AURORA | Aurora police are searching for a group of people suspected of removing and vandalizing a trio of flags displayed in front of a local immigration processing center during a protest on July 12.
Investigators have focused on more than a half-dozen “persons of interest” who are suspected of removing a U.S. flag, a Colorado state flag, and a banner bearing the logo of GEO Group Inc. during a protest at an Immigration and Customs Enforcement facility —operated by the GEO Group — last Friday.
Officials believe the wanted people attempted to burn the flags after stripping them from flagpoles in front of the facility on Oakland Street.
The suspects later raised a Mexican flag, a desecrated “thin blue line” flag, and a banner that read “f**k the cops,” according to police.
In photos released by police, one of the suspects can be seen holding an American flag and wearing sunglasses with a white bandana over his face. Another suspect can be seen wearing a black bandana around her neck and a black t-shirt that reads “f**k ICE” in Spanish. A third man can be seen wearing sunglasses and waving a flag with the words “f**k cops” over an image of a turtle.
Additional suspects can be seen wearing jeans, hooded sweatshirts and sneakers.
In a statement released over the weekend, Aurora Police Chief Nick Metz denounced the actions of the suspected vandals, but he commended police for not intervening and escalating the situation.
“There are those who believe that once the flags were removed and burned we should have moved in on the massive crowd,” Metz said in a statement. “I completely share those sentiments, but it’s also important that we are strategic in doing what we can to not escalate a situation to where our officers and innocent protestors could get hurt.”

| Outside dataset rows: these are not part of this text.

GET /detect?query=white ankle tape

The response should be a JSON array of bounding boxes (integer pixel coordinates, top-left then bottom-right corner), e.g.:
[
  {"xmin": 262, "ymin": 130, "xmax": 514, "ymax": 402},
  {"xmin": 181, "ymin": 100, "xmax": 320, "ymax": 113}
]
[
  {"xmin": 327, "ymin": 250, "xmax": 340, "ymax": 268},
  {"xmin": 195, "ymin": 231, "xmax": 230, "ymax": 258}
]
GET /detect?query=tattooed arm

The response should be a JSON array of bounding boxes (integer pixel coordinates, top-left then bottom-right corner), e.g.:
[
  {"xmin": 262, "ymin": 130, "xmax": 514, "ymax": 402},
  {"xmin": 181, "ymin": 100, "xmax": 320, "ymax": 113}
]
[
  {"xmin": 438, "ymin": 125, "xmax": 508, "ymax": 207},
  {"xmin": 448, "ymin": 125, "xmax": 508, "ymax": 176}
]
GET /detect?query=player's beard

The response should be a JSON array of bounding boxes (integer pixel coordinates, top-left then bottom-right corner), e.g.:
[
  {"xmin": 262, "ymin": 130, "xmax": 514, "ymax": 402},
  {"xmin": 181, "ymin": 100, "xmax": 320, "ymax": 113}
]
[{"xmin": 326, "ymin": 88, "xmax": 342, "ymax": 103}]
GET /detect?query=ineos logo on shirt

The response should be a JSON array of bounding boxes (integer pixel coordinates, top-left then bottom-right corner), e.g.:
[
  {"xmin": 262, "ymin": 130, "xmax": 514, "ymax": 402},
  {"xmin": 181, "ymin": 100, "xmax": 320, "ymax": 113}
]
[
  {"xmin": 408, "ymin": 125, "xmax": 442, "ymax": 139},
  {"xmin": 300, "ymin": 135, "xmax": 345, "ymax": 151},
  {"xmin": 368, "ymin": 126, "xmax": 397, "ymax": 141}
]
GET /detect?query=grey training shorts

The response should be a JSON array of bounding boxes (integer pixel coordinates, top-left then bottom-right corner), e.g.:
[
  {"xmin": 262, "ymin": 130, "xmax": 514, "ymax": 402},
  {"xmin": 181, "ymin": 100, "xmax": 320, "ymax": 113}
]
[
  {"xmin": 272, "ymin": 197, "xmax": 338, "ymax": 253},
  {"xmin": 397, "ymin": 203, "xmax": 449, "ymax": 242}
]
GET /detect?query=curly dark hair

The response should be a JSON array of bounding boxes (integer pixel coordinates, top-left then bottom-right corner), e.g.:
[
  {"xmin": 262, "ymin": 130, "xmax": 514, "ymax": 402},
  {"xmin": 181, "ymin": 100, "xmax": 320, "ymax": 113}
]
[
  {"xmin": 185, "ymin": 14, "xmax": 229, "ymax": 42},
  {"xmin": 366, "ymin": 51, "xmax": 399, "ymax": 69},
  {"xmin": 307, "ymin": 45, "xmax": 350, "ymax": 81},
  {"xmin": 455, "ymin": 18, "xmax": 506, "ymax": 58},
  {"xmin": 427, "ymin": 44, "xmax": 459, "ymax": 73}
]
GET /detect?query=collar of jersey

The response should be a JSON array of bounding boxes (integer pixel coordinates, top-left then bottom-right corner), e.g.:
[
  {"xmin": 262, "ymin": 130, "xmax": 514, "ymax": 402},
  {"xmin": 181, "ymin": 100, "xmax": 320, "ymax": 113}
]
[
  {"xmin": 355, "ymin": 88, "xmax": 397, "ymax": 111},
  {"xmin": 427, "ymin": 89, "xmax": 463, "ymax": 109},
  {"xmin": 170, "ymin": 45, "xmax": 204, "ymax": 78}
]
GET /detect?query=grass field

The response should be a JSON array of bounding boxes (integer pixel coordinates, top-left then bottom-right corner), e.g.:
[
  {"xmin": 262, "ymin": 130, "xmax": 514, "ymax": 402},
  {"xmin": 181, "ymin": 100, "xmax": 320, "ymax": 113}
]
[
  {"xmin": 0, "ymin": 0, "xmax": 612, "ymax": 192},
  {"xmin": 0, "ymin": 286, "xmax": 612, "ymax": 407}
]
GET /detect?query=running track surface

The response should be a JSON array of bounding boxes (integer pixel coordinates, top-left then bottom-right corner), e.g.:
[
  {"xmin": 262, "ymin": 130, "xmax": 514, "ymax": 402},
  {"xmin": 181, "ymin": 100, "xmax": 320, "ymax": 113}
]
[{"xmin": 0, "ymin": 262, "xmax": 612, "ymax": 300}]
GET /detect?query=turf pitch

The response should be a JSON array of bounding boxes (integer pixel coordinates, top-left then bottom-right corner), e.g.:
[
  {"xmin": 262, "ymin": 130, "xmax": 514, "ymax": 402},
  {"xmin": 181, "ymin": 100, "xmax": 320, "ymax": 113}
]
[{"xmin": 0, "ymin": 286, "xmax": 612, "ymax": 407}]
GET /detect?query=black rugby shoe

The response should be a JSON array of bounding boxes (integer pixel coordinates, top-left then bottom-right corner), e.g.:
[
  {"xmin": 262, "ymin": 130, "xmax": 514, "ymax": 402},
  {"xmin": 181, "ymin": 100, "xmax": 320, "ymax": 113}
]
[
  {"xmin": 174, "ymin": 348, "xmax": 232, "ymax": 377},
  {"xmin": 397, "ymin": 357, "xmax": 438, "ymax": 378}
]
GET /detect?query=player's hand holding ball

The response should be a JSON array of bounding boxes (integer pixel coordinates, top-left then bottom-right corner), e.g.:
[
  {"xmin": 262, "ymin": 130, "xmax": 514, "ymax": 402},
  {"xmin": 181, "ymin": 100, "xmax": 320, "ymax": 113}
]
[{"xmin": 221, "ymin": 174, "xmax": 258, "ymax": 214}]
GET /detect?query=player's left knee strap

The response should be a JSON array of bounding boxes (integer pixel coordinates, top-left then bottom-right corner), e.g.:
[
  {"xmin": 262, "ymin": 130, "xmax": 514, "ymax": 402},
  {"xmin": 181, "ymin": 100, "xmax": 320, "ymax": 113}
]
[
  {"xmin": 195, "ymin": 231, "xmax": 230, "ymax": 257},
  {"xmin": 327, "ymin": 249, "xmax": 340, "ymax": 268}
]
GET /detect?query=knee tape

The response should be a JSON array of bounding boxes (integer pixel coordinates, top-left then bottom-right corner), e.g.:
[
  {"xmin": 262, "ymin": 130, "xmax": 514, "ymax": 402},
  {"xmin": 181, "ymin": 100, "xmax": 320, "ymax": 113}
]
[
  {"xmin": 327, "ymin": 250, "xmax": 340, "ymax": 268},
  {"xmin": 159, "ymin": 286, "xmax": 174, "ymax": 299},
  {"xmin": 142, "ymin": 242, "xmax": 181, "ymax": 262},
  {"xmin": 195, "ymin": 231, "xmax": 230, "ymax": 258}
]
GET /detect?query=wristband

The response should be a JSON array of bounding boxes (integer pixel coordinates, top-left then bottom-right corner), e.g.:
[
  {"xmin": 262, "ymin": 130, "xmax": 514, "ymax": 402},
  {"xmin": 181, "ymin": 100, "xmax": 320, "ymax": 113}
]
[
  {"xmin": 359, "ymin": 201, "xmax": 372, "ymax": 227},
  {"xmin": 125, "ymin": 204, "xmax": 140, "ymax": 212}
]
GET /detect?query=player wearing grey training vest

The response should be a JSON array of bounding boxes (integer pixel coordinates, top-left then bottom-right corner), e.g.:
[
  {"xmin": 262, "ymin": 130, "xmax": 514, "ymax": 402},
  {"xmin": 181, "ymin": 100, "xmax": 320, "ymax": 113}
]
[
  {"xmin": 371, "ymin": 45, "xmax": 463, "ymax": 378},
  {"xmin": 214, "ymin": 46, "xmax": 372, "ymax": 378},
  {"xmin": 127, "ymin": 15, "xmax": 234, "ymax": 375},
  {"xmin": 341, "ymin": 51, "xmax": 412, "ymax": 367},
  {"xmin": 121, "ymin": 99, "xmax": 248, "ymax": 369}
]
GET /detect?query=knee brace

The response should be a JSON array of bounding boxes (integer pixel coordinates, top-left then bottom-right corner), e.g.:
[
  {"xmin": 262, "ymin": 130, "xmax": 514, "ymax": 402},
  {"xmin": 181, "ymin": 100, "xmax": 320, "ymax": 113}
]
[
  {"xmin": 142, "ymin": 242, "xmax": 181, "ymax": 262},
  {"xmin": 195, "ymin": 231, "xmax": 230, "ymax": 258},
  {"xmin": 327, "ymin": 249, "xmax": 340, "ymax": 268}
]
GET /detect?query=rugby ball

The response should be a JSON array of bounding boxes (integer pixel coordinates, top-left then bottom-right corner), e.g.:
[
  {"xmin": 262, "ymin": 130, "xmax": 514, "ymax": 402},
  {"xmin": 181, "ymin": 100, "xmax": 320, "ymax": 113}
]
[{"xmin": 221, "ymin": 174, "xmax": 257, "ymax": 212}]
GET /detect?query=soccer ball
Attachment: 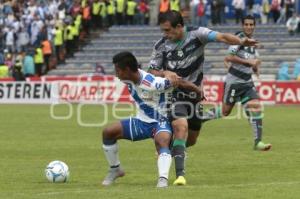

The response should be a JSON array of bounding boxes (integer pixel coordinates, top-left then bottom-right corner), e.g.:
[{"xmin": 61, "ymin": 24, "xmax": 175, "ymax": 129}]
[{"xmin": 45, "ymin": 160, "xmax": 69, "ymax": 182}]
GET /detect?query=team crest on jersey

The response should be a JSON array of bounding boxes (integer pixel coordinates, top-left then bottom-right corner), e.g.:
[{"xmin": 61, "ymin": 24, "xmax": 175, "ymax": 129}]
[
  {"xmin": 142, "ymin": 74, "xmax": 154, "ymax": 87},
  {"xmin": 177, "ymin": 50, "xmax": 183, "ymax": 57}
]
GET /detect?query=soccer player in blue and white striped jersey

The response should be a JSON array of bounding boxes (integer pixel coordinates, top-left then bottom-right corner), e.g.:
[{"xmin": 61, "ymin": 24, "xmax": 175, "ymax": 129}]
[{"xmin": 102, "ymin": 52, "xmax": 202, "ymax": 187}]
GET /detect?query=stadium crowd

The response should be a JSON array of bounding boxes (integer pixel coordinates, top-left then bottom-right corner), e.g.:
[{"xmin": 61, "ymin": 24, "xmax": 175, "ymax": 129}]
[
  {"xmin": 0, "ymin": 0, "xmax": 149, "ymax": 80},
  {"xmin": 0, "ymin": 0, "xmax": 300, "ymax": 80}
]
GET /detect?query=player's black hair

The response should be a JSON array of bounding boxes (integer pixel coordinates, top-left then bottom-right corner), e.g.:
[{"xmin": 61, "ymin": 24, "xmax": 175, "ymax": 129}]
[
  {"xmin": 113, "ymin": 51, "xmax": 139, "ymax": 72},
  {"xmin": 158, "ymin": 10, "xmax": 184, "ymax": 28},
  {"xmin": 242, "ymin": 15, "xmax": 256, "ymax": 25}
]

Police estimated some 2,000 people attended the protest last Friday night.
Part of a national movement known as “Lights For Liberty,” the protest at the GEO facility in north Aurora has garnered national scorn from officials of all political stripes in recent days.

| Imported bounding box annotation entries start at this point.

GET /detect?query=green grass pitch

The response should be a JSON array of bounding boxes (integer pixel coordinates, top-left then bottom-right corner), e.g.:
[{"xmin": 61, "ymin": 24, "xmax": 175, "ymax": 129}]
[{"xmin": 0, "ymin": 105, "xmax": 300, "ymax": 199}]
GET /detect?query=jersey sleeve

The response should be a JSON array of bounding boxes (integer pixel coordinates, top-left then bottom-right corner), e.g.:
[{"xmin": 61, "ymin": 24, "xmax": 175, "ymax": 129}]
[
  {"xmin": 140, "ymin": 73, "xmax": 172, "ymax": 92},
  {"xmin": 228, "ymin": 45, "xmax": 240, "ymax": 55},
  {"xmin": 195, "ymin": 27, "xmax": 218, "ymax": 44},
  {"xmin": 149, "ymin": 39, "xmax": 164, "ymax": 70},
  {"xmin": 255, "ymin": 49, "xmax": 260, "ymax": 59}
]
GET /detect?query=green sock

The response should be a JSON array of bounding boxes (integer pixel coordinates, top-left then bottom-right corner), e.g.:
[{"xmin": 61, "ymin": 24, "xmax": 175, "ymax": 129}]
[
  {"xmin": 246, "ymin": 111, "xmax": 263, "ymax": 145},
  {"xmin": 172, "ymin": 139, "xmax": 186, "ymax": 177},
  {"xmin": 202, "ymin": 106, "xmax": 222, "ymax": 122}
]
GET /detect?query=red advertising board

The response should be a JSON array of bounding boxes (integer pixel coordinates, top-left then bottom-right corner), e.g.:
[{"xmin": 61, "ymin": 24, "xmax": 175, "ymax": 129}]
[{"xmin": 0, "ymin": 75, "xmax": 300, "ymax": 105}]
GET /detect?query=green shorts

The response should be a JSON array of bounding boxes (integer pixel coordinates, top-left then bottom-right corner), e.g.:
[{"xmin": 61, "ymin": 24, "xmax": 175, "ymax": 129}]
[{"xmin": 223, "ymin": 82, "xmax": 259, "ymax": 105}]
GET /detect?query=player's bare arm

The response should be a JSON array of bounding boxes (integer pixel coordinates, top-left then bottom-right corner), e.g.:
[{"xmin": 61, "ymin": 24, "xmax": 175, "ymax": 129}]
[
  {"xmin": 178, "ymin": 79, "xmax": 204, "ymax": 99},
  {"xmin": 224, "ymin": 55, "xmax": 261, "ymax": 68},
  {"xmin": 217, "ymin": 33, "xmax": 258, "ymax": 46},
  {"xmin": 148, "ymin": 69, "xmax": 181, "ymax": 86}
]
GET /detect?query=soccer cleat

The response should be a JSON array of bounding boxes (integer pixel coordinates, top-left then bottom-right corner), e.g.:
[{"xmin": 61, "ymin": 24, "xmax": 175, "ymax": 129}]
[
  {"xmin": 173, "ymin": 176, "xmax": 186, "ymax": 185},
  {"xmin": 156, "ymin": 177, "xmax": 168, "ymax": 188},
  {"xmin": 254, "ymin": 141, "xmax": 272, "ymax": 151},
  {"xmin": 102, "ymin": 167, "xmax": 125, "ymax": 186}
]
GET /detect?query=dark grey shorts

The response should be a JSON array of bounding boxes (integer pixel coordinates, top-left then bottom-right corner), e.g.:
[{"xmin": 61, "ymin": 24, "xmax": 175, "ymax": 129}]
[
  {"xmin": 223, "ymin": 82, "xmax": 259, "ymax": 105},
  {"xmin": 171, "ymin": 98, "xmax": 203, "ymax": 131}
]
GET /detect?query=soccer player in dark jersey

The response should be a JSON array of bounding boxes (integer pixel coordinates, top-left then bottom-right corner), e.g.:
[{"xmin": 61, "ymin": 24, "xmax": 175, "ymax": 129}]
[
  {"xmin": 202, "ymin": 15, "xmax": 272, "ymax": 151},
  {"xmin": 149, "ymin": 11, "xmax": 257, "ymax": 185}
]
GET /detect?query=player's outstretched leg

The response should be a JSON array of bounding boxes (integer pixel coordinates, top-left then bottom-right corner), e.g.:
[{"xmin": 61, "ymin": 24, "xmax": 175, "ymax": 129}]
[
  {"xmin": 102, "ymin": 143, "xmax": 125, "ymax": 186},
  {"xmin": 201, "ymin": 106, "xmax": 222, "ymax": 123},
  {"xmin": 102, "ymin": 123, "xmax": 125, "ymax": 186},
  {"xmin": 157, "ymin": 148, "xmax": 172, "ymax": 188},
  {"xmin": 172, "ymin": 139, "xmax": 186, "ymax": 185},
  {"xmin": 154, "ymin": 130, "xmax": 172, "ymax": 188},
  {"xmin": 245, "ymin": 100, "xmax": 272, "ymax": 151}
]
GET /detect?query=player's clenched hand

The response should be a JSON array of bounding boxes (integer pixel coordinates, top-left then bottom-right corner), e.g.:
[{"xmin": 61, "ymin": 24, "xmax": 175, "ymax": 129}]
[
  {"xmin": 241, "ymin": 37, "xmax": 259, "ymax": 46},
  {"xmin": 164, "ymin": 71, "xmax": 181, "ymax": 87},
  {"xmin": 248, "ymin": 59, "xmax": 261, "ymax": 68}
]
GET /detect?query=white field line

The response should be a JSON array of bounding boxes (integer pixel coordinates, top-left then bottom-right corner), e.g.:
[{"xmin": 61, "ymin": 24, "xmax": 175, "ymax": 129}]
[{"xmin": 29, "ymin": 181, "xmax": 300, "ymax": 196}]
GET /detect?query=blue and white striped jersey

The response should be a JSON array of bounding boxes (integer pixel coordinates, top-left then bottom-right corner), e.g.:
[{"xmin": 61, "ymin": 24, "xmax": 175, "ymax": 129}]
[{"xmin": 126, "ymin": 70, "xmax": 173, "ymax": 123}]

The action at the GEO Group center has been widely condemned by many immigration rights activists as well as lawmakers but defended by at least some demonstration participants.
The vigil portion of the event was one many held around the world by Lights for Liberty, which denounced the flag removal along with the Colorado Immigrant Rights Coalition. A march to the vigil was organized by the Coalition to Close Concentration Camps.
The Colorado Immigration Rights Coalition, which is comprised of over 90 organizations around the state, said the action by what it called “rogue protesters” put undocumented families attending the vigil at risk and caused harm to the immigration rights movement.
“As a result, the attention has shifted away from how for-profit corporations make billions in profit from the increased criminalization of our communities and militarization of our borders,” the coalition said in a statement over the weekend.
However, Frankie Donez, a University of Colorado student and a member of Contra ICE who helped organize the coalition’s march, said he supports those who removed the flag. He said he understands the outrage that prompted the removal of the flag, which he said is an oppressive symbol for some of the people who are most directly impacted by immigration policies.
“For people who have experienced ICE and border issues, migration issues their whole life, they get angry, they can get sad and those are emotions they can express,” he said.
Donez, who said he was speaking for himself and not Contra ICE, said he thought flag protest would encourage other people to become involved in fighting to close detention centers because of all the attention it has received.
People with potential information regarding any of the “persons of interest” are encouraged to email [email protected] Aurora police are offering a reward of up to $2,000 for legitimate information.
Informants wishing to remain anonymous can call the Metro Denver Crime Stoppers at 720-913-7867. The Metro Denver Crime Stoppers are also offering a reward of up to $2,000 for legitimate information.
The two rewards can be combined for a total reward of up to $4,000, according to Aurora police.
— The Associated Press contributed to this report.